Een CAN-bus is een seriële veldbus die Bosch oorspronkelijk ontwikkelde om kabelbomen te verminderen en zo gewicht en kosten te besparen. Hij werkt volgens het multimasterprincipe en verbindt dus verschillende gelijk geautoriseerde controleapparaten. Gelijktijdige bustoegang wordt opgelost met behulp van de CSMA/CR-methode, waarbij toegang prioriteit krijgt op basis van bits die zijn gedefinieerd als dominant of recessief, afhankelijk van de status. Dit betekent dat parallelle lijnen kunnen worden uitgespaard.
CAN-bussen zijn verkrijgbaar in versies met koperdraad of glasvezel. CAN-netwerken volgen een lineaire topologie, hoewel uitlopers in beperkte mate zijn toegestaan en een stervormige busstructuur ook mogelijk is, bijvoorbeeld in de centrale vergrendeling van voertuigen. Stervormige topologieën hebben echter het nadeel dat alle verbindingen worden bestuurd via een centrale computer, die niet kan worden omzeild in het geval van een storing. Lineaire bussen zijn parallel gerangschikt op een centrale lijn. De bus valt dus alleen uit als deze lijn uitvalt, niet als individuele besturingseenheden uitvallen.

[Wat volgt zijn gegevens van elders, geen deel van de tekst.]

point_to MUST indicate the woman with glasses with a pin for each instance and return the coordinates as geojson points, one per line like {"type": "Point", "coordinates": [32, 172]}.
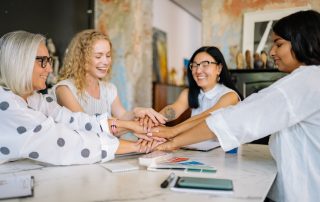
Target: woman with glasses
{"type": "Point", "coordinates": [289, 109]}
{"type": "Point", "coordinates": [210, 88]}
{"type": "Point", "coordinates": [84, 80]}
{"type": "Point", "coordinates": [34, 126]}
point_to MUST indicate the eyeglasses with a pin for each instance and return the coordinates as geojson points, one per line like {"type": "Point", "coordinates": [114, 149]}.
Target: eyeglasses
{"type": "Point", "coordinates": [44, 60]}
{"type": "Point", "coordinates": [204, 65]}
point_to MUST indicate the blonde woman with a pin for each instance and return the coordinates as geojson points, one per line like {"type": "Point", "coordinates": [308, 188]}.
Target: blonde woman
{"type": "Point", "coordinates": [34, 126]}
{"type": "Point", "coordinates": [83, 82]}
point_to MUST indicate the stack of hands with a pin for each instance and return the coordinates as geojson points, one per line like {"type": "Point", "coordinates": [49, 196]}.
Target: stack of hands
{"type": "Point", "coordinates": [151, 131]}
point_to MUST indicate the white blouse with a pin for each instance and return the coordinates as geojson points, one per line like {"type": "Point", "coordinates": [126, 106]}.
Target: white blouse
{"type": "Point", "coordinates": [207, 100]}
{"type": "Point", "coordinates": [41, 130]}
{"type": "Point", "coordinates": [290, 110]}
{"type": "Point", "coordinates": [91, 105]}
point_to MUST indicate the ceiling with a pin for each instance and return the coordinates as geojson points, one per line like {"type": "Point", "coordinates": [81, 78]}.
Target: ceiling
{"type": "Point", "coordinates": [193, 7]}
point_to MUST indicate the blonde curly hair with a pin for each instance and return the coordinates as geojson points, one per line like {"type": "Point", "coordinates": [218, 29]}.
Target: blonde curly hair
{"type": "Point", "coordinates": [78, 57]}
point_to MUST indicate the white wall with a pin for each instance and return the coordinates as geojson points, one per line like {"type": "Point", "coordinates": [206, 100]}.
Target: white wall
{"type": "Point", "coordinates": [183, 32]}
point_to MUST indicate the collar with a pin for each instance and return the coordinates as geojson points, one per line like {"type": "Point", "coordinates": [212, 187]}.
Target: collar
{"type": "Point", "coordinates": [211, 93]}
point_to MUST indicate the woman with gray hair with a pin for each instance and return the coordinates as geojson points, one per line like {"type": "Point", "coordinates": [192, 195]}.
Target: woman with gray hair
{"type": "Point", "coordinates": [34, 126]}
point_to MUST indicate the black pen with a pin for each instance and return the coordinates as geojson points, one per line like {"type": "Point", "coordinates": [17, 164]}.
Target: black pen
{"type": "Point", "coordinates": [165, 183]}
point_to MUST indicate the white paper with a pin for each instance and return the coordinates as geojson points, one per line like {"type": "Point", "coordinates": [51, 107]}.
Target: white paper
{"type": "Point", "coordinates": [12, 186]}
{"type": "Point", "coordinates": [18, 166]}
{"type": "Point", "coordinates": [203, 146]}
{"type": "Point", "coordinates": [121, 166]}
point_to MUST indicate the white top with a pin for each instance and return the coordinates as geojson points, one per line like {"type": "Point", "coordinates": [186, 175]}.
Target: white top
{"type": "Point", "coordinates": [206, 101]}
{"type": "Point", "coordinates": [42, 130]}
{"type": "Point", "coordinates": [91, 105]}
{"type": "Point", "coordinates": [290, 110]}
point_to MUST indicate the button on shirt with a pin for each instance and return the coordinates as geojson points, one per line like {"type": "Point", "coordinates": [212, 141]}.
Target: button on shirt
{"type": "Point", "coordinates": [290, 110]}
{"type": "Point", "coordinates": [41, 130]}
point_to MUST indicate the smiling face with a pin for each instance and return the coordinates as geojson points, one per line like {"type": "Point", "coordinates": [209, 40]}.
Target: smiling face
{"type": "Point", "coordinates": [101, 60]}
{"type": "Point", "coordinates": [206, 77]}
{"type": "Point", "coordinates": [40, 74]}
{"type": "Point", "coordinates": [283, 55]}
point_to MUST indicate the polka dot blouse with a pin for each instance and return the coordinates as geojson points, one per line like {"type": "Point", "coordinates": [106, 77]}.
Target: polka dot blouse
{"type": "Point", "coordinates": [41, 130]}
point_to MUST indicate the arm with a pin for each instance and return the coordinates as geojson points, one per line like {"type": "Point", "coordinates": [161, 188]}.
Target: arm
{"type": "Point", "coordinates": [227, 99]}
{"type": "Point", "coordinates": [67, 99]}
{"type": "Point", "coordinates": [186, 138]}
{"type": "Point", "coordinates": [173, 111]}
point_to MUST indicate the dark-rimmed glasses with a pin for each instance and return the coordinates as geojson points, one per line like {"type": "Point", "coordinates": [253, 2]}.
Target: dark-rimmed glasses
{"type": "Point", "coordinates": [44, 60]}
{"type": "Point", "coordinates": [204, 64]}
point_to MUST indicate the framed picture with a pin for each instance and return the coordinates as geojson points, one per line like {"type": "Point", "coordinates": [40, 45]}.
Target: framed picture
{"type": "Point", "coordinates": [159, 56]}
{"type": "Point", "coordinates": [257, 28]}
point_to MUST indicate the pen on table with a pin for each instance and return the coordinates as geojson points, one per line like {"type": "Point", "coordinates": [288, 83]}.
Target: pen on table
{"type": "Point", "coordinates": [167, 181]}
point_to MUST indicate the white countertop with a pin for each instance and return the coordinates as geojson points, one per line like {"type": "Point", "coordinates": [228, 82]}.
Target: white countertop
{"type": "Point", "coordinates": [252, 170]}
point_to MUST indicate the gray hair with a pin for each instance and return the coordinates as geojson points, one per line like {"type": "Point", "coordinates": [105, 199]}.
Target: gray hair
{"type": "Point", "coordinates": [18, 51]}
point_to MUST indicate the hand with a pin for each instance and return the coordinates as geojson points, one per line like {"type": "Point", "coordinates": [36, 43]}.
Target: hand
{"type": "Point", "coordinates": [135, 127]}
{"type": "Point", "coordinates": [145, 146]}
{"type": "Point", "coordinates": [147, 123]}
{"type": "Point", "coordinates": [163, 132]}
{"type": "Point", "coordinates": [156, 117]}
{"type": "Point", "coordinates": [167, 146]}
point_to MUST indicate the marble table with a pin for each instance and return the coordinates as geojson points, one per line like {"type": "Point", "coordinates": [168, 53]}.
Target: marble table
{"type": "Point", "coordinates": [252, 170]}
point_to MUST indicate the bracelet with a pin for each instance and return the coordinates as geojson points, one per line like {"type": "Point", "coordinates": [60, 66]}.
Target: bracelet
{"type": "Point", "coordinates": [114, 126]}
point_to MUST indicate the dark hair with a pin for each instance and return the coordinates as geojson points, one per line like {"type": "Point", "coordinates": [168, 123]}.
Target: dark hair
{"type": "Point", "coordinates": [302, 29]}
{"type": "Point", "coordinates": [225, 77]}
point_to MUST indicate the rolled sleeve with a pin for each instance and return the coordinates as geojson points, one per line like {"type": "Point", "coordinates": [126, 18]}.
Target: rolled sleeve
{"type": "Point", "coordinates": [219, 127]}
{"type": "Point", "coordinates": [109, 146]}
{"type": "Point", "coordinates": [103, 120]}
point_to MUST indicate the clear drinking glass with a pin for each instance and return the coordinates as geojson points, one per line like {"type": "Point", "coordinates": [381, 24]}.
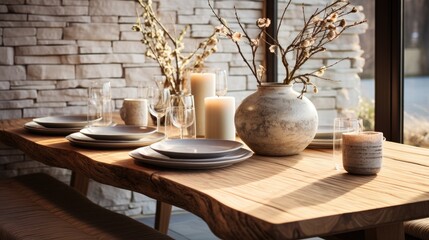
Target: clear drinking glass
{"type": "Point", "coordinates": [343, 125]}
{"type": "Point", "coordinates": [99, 104]}
{"type": "Point", "coordinates": [158, 103]}
{"type": "Point", "coordinates": [182, 111]}
{"type": "Point", "coordinates": [221, 82]}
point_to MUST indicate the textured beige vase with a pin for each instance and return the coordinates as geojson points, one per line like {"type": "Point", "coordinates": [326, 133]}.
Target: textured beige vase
{"type": "Point", "coordinates": [273, 121]}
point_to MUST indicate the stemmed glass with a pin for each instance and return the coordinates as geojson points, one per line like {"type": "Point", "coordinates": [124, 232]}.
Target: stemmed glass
{"type": "Point", "coordinates": [158, 103]}
{"type": "Point", "coordinates": [182, 111]}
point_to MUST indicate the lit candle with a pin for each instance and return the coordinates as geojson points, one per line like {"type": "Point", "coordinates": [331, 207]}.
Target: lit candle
{"type": "Point", "coordinates": [202, 85]}
{"type": "Point", "coordinates": [219, 118]}
{"type": "Point", "coordinates": [362, 152]}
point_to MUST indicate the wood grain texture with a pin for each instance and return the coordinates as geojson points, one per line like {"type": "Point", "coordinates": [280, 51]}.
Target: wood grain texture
{"type": "Point", "coordinates": [263, 197]}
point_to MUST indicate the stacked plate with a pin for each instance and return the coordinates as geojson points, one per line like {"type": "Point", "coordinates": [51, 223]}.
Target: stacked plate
{"type": "Point", "coordinates": [57, 125]}
{"type": "Point", "coordinates": [192, 153]}
{"type": "Point", "coordinates": [114, 137]}
{"type": "Point", "coordinates": [323, 138]}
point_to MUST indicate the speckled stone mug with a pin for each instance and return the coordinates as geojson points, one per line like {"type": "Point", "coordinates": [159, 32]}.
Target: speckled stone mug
{"type": "Point", "coordinates": [362, 152]}
{"type": "Point", "coordinates": [134, 112]}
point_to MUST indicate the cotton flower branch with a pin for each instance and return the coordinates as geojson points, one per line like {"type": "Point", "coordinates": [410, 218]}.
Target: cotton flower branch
{"type": "Point", "coordinates": [253, 43]}
{"type": "Point", "coordinates": [322, 27]}
{"type": "Point", "coordinates": [167, 50]}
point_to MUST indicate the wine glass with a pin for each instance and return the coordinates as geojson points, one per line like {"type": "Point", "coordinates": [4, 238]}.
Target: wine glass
{"type": "Point", "coordinates": [221, 83]}
{"type": "Point", "coordinates": [158, 103]}
{"type": "Point", "coordinates": [182, 111]}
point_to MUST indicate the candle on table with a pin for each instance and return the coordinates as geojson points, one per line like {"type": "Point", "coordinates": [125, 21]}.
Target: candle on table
{"type": "Point", "coordinates": [362, 152]}
{"type": "Point", "coordinates": [202, 85]}
{"type": "Point", "coordinates": [219, 118]}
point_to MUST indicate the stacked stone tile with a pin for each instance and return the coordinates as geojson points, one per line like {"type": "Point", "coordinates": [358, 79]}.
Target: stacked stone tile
{"type": "Point", "coordinates": [50, 50]}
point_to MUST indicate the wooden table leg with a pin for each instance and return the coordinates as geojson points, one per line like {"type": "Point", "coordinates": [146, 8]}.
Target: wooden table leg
{"type": "Point", "coordinates": [394, 231]}
{"type": "Point", "coordinates": [162, 216]}
{"type": "Point", "coordinates": [79, 182]}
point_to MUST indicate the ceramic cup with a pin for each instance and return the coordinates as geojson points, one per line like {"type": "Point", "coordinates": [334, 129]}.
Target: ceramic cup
{"type": "Point", "coordinates": [362, 152]}
{"type": "Point", "coordinates": [343, 125]}
{"type": "Point", "coordinates": [134, 112]}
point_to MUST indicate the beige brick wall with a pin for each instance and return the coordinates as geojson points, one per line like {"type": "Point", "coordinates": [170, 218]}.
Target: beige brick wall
{"type": "Point", "coordinates": [51, 49]}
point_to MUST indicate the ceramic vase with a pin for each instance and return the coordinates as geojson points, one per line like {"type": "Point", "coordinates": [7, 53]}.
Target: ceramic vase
{"type": "Point", "coordinates": [274, 121]}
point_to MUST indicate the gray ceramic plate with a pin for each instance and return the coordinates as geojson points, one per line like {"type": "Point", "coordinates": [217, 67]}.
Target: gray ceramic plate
{"type": "Point", "coordinates": [177, 164]}
{"type": "Point", "coordinates": [196, 148]}
{"type": "Point", "coordinates": [82, 140]}
{"type": "Point", "coordinates": [77, 121]}
{"type": "Point", "coordinates": [118, 132]}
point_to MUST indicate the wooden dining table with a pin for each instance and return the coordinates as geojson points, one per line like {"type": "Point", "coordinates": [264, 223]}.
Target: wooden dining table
{"type": "Point", "coordinates": [262, 197]}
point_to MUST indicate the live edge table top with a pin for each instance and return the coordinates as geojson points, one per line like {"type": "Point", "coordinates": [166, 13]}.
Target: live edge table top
{"type": "Point", "coordinates": [263, 197]}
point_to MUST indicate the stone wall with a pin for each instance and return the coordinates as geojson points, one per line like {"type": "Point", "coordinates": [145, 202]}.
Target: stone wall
{"type": "Point", "coordinates": [51, 49]}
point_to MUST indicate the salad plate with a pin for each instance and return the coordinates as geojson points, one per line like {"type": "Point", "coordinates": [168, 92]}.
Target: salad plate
{"type": "Point", "coordinates": [118, 132]}
{"type": "Point", "coordinates": [82, 140]}
{"type": "Point", "coordinates": [73, 121]}
{"type": "Point", "coordinates": [149, 153]}
{"type": "Point", "coordinates": [196, 165]}
{"type": "Point", "coordinates": [34, 127]}
{"type": "Point", "coordinates": [196, 148]}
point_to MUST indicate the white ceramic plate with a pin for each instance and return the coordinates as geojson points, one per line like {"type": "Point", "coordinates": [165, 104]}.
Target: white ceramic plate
{"type": "Point", "coordinates": [188, 164]}
{"type": "Point", "coordinates": [321, 143]}
{"type": "Point", "coordinates": [324, 132]}
{"type": "Point", "coordinates": [196, 148]}
{"type": "Point", "coordinates": [39, 129]}
{"type": "Point", "coordinates": [84, 141]}
{"type": "Point", "coordinates": [118, 132]}
{"type": "Point", "coordinates": [77, 121]}
{"type": "Point", "coordinates": [149, 153]}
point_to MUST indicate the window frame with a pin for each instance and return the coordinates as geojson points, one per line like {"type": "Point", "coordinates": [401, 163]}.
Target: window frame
{"type": "Point", "coordinates": [389, 84]}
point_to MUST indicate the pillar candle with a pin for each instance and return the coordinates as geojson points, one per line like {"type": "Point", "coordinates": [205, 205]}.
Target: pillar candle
{"type": "Point", "coordinates": [219, 118]}
{"type": "Point", "coordinates": [362, 152]}
{"type": "Point", "coordinates": [202, 85]}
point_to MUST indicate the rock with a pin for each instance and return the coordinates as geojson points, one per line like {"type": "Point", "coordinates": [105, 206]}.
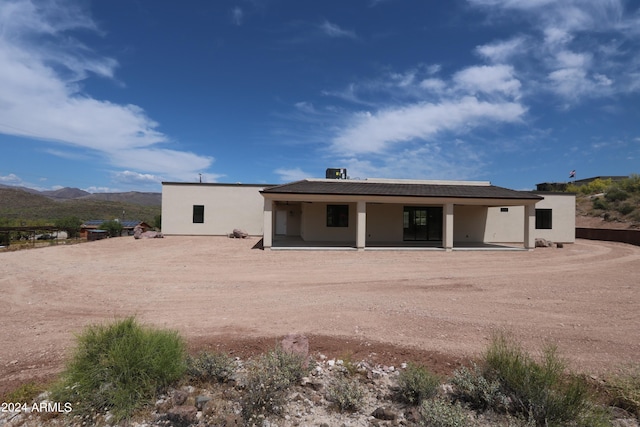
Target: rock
{"type": "Point", "coordinates": [543, 243]}
{"type": "Point", "coordinates": [233, 420]}
{"type": "Point", "coordinates": [182, 415]}
{"type": "Point", "coordinates": [201, 401]}
{"type": "Point", "coordinates": [298, 345]}
{"type": "Point", "coordinates": [179, 397]}
{"type": "Point", "coordinates": [384, 413]}
{"type": "Point", "coordinates": [239, 233]}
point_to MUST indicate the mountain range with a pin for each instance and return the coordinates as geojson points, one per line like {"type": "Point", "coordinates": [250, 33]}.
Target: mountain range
{"type": "Point", "coordinates": [22, 204]}
{"type": "Point", "coordinates": [68, 193]}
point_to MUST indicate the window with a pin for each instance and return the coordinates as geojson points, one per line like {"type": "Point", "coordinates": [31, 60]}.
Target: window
{"type": "Point", "coordinates": [198, 214]}
{"type": "Point", "coordinates": [543, 219]}
{"type": "Point", "coordinates": [337, 215]}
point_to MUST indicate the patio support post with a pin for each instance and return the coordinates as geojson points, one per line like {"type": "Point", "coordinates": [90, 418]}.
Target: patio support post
{"type": "Point", "coordinates": [529, 226]}
{"type": "Point", "coordinates": [361, 226]}
{"type": "Point", "coordinates": [447, 226]}
{"type": "Point", "coordinates": [267, 237]}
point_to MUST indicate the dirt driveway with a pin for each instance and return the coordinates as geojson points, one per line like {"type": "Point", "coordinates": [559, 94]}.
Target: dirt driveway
{"type": "Point", "coordinates": [218, 292]}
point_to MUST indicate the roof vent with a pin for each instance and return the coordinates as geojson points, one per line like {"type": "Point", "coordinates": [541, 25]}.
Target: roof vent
{"type": "Point", "coordinates": [336, 173]}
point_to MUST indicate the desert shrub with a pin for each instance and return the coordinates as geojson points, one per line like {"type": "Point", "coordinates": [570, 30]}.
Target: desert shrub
{"type": "Point", "coordinates": [600, 204]}
{"type": "Point", "coordinates": [540, 390]}
{"type": "Point", "coordinates": [625, 208]}
{"type": "Point", "coordinates": [346, 393]}
{"type": "Point", "coordinates": [473, 388]}
{"type": "Point", "coordinates": [441, 413]}
{"type": "Point", "coordinates": [624, 389]}
{"type": "Point", "coordinates": [208, 367]}
{"type": "Point", "coordinates": [631, 184]}
{"type": "Point", "coordinates": [616, 194]}
{"type": "Point", "coordinates": [596, 186]}
{"type": "Point", "coordinates": [268, 379]}
{"type": "Point", "coordinates": [118, 367]}
{"type": "Point", "coordinates": [417, 383]}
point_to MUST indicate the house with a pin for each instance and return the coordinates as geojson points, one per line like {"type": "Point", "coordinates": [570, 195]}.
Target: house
{"type": "Point", "coordinates": [92, 225]}
{"type": "Point", "coordinates": [371, 213]}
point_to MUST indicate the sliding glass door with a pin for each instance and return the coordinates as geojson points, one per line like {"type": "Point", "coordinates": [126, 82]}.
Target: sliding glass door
{"type": "Point", "coordinates": [422, 223]}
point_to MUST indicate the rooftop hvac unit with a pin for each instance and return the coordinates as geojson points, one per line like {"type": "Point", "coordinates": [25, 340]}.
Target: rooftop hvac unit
{"type": "Point", "coordinates": [336, 173]}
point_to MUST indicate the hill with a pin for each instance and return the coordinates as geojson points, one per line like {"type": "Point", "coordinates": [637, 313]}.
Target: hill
{"type": "Point", "coordinates": [17, 206]}
{"type": "Point", "coordinates": [608, 204]}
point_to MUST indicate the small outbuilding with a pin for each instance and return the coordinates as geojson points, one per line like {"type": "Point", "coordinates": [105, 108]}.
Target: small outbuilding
{"type": "Point", "coordinates": [127, 227]}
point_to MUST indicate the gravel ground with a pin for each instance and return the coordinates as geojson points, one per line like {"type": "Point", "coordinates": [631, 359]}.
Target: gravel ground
{"type": "Point", "coordinates": [434, 307]}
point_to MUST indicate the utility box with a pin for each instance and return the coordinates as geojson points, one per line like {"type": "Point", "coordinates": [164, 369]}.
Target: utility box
{"type": "Point", "coordinates": [336, 173]}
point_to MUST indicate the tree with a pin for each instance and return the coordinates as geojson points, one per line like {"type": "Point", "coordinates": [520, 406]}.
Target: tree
{"type": "Point", "coordinates": [70, 224]}
{"type": "Point", "coordinates": [114, 228]}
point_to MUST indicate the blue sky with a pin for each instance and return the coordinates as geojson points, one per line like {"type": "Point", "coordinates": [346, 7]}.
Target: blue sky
{"type": "Point", "coordinates": [121, 95]}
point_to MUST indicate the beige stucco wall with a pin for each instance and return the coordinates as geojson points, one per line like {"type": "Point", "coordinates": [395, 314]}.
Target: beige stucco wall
{"type": "Point", "coordinates": [226, 206]}
{"type": "Point", "coordinates": [469, 223]}
{"type": "Point", "coordinates": [508, 226]}
{"type": "Point", "coordinates": [313, 226]}
{"type": "Point", "coordinates": [384, 223]}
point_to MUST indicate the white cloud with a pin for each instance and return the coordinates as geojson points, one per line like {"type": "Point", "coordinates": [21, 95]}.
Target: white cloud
{"type": "Point", "coordinates": [333, 30]}
{"type": "Point", "coordinates": [436, 160]}
{"type": "Point", "coordinates": [291, 174]}
{"type": "Point", "coordinates": [488, 79]}
{"type": "Point", "coordinates": [375, 132]}
{"type": "Point", "coordinates": [573, 48]}
{"type": "Point", "coordinates": [130, 177]}
{"type": "Point", "coordinates": [434, 85]}
{"type": "Point", "coordinates": [502, 51]}
{"type": "Point", "coordinates": [40, 96]}
{"type": "Point", "coordinates": [10, 179]}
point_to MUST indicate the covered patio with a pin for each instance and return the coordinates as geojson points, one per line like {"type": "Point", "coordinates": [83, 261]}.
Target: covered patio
{"type": "Point", "coordinates": [392, 214]}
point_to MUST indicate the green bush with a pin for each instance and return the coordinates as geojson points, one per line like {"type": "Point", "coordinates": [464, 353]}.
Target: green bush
{"type": "Point", "coordinates": [416, 384]}
{"type": "Point", "coordinates": [346, 393]}
{"type": "Point", "coordinates": [616, 194]}
{"type": "Point", "coordinates": [119, 367]}
{"type": "Point", "coordinates": [539, 390]}
{"type": "Point", "coordinates": [268, 379]}
{"type": "Point", "coordinates": [208, 367]}
{"type": "Point", "coordinates": [441, 413]}
{"type": "Point", "coordinates": [473, 388]}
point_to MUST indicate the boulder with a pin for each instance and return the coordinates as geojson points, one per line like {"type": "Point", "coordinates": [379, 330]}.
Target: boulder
{"type": "Point", "coordinates": [384, 413]}
{"type": "Point", "coordinates": [543, 243]}
{"type": "Point", "coordinates": [239, 233]}
{"type": "Point", "coordinates": [184, 415]}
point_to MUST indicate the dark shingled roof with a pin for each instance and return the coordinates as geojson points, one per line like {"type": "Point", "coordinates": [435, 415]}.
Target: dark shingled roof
{"type": "Point", "coordinates": [372, 188]}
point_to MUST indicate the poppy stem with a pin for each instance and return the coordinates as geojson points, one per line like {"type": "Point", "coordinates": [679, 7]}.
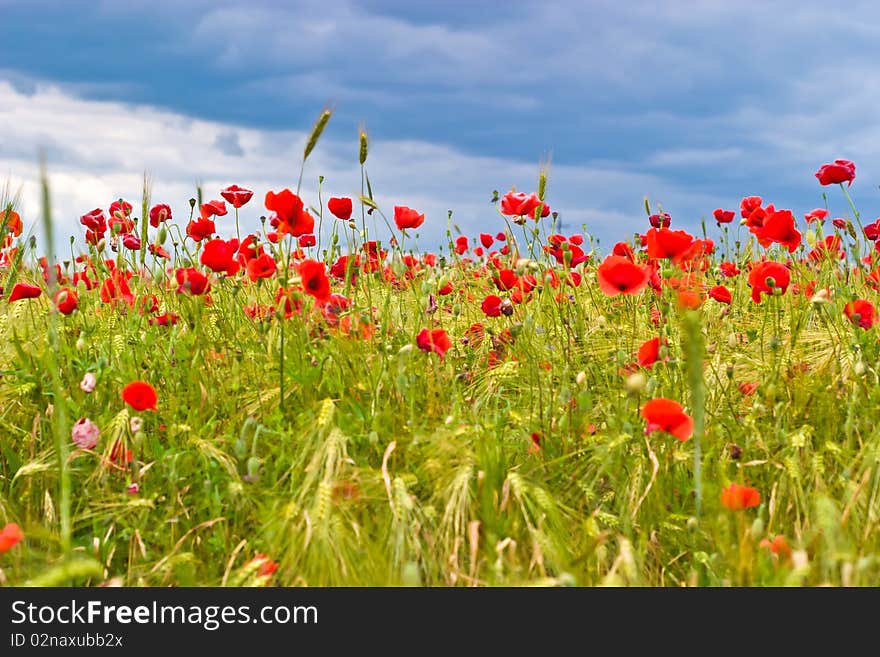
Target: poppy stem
{"type": "Point", "coordinates": [858, 221]}
{"type": "Point", "coordinates": [694, 350]}
{"type": "Point", "coordinates": [59, 410]}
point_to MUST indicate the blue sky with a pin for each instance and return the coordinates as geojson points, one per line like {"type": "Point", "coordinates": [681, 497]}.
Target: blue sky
{"type": "Point", "coordinates": [692, 104]}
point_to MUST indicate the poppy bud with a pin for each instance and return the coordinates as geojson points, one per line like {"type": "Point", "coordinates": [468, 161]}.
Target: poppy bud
{"type": "Point", "coordinates": [810, 237]}
{"type": "Point", "coordinates": [757, 530]}
{"type": "Point", "coordinates": [362, 154]}
{"type": "Point", "coordinates": [636, 382]}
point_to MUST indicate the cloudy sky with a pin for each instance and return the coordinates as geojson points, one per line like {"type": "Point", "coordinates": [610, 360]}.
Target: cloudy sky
{"type": "Point", "coordinates": [692, 104]}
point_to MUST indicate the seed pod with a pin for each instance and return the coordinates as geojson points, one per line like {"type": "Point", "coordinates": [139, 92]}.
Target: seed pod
{"type": "Point", "coordinates": [362, 155]}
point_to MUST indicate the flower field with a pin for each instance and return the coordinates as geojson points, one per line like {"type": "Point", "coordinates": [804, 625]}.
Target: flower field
{"type": "Point", "coordinates": [281, 387]}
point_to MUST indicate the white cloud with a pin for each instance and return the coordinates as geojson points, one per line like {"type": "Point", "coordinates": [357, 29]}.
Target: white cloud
{"type": "Point", "coordinates": [98, 151]}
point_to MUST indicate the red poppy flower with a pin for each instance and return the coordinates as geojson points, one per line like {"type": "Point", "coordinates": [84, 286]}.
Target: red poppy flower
{"type": "Point", "coordinates": [828, 247]}
{"type": "Point", "coordinates": [662, 220]}
{"type": "Point", "coordinates": [721, 294]}
{"type": "Point", "coordinates": [777, 546]}
{"type": "Point", "coordinates": [166, 319]}
{"type": "Point", "coordinates": [435, 340]}
{"type": "Point", "coordinates": [340, 207]}
{"type": "Point", "coordinates": [66, 300]}
{"type": "Point", "coordinates": [94, 221]}
{"type": "Point", "coordinates": [649, 352]}
{"type": "Point", "coordinates": [779, 227]}
{"type": "Point", "coordinates": [492, 306]}
{"type": "Point", "coordinates": [24, 291]}
{"type": "Point", "coordinates": [213, 209]}
{"type": "Point", "coordinates": [723, 216]}
{"type": "Point", "coordinates": [766, 277]}
{"type": "Point", "coordinates": [10, 220]}
{"type": "Point", "coordinates": [669, 416]}
{"type": "Point", "coordinates": [140, 395]}
{"type": "Point", "coordinates": [266, 567]}
{"type": "Point", "coordinates": [314, 279]}
{"type": "Point", "coordinates": [263, 266]}
{"type": "Point", "coordinates": [10, 536]}
{"type": "Point", "coordinates": [505, 280]}
{"type": "Point", "coordinates": [861, 313]}
{"type": "Point", "coordinates": [120, 208]}
{"type": "Point", "coordinates": [219, 256]}
{"type": "Point", "coordinates": [406, 217]}
{"type": "Point", "coordinates": [621, 275]}
{"type": "Point", "coordinates": [159, 213]}
{"type": "Point", "coordinates": [689, 299]}
{"type": "Point", "coordinates": [729, 269]}
{"type": "Point", "coordinates": [817, 214]}
{"type": "Point", "coordinates": [191, 280]}
{"type": "Point", "coordinates": [248, 249]}
{"type": "Point", "coordinates": [737, 498]}
{"type": "Point", "coordinates": [200, 229]}
{"type": "Point", "coordinates": [624, 250]}
{"type": "Point", "coordinates": [872, 230]}
{"type": "Point", "coordinates": [665, 243]}
{"type": "Point", "coordinates": [236, 195]}
{"type": "Point", "coordinates": [288, 208]}
{"type": "Point", "coordinates": [522, 204]}
{"type": "Point", "coordinates": [840, 171]}
{"type": "Point", "coordinates": [115, 288]}
{"type": "Point", "coordinates": [158, 251]}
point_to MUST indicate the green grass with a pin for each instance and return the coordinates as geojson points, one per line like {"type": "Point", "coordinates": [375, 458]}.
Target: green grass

CAN-protocollen worden voornamelijk gebruikt in veiligheidsrelevante gebieden, bijvoorbeeld hier:
-
Auto industrie (netwerken van besturingseenheden, sensoreenheden en multimedia-eenheden)
-
Automatiseringstechnologie (tijdkritische sensoren in het veld, bewakingsapparatuur)
-
Medische technologie (bijv. voor MRI- en CT-apparaten, laboratoriumapparatuur of elektrische rolstoelen)
-
Besturing van digitale eindversterkers in geluidssystemen
-
Veiligheidstechnologie (voor interne netwerken in assemblages of externe netwerken van afzonderlijke componenten)
Aangezien CAN-bussen geen groot zendbereik hebben, worden ze voornamelijk gebruikt in lokale machines.
Als er grote hoeveelheden gegevens moeten worden verzonden, is EtherCAT geschikter en wordt daarom ook de voorkeur gegeven aan bijzonder snelle toepassingen.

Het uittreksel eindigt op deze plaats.